Discussion and Conclusion
In the current era, where the availability of large amounts of clinical data gathered during care delivery is rapidly increasing, as well as the ability to access, process, link, and analyze these data in efficient ways, alternative sources to supplement evidence from RCTs look promising. Among all the information that could derive from RWD, one of the most important topics to analyze consist of the management costs related to a specific integrated clinical or rehabilitative pathway. The knowledge of the economic resources’ absorption could contribute to fully understand the pathways as well as the choices and behaviors involved in those pathways. Economic information provides the tools for developing effective and efficient policy strategies and addressing potential tradeoffs between the goals of increasing social welfare and improving the distribution of healthcare delivery across individuals and population groups.
Within the setting of ACL integrated rehabilitative pathway, results reported that strong compliance and a high level of sportiness could be considered among the main factors that cause an increase in the total cost of managing the rehabilitation pathway for a patient with ACL rupture, confirming the information found in literature [14-16]. In fact, orthopedic surgery often requires many months of rehabilitation to achieve a successful outcome, regardless of subspecialty, with an important impact on the overall resources’ absorption [28]. For patients practicing sports by profession, the rehabilitation pathway could be more intense and costly, as it is their priority, to recover their normal motor and sports conditions as soon as possible [8]. Thanks to the QCA it is possible to integrate these results, identifying all combinations of factors that are determining the emergence of a certain results.
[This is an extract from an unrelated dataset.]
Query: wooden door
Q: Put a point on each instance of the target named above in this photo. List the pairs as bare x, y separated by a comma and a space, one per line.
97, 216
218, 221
For example, more consistent QCA analysis solutions show that compliance has an important influence on the absorption of economic resources by patients, but also higher levels of sportiness related to young age of patients, determining higher pathway costs. The results obtained and the findings of this study could give a contribute useful to enlarge the existing research, regarding the use of RWD in the healthcare sector, with particular focus on the rehabilitation programs, thus considering a larger sample and producing results that could be replicable. Although the relevance of this topic, healthcare stakeholders often do not have enough information on outcomes to take decisions, being well-informed. In this context, knowing which are the factors that have a positive or negative influence on the integrated patients’ rehabilitative pathway, could be useful to optimize economic resources, as well as for the achievement of an adequate effectiveness, thus becoming more efficient and effective [6]. This, in the Italian setting, is becoming more and more important, due to the recent re-consideration of the integrated clinical and rehabilitative pathways, after the COVID-19 pandemic, for the re-organization of the healthcare delivery of services.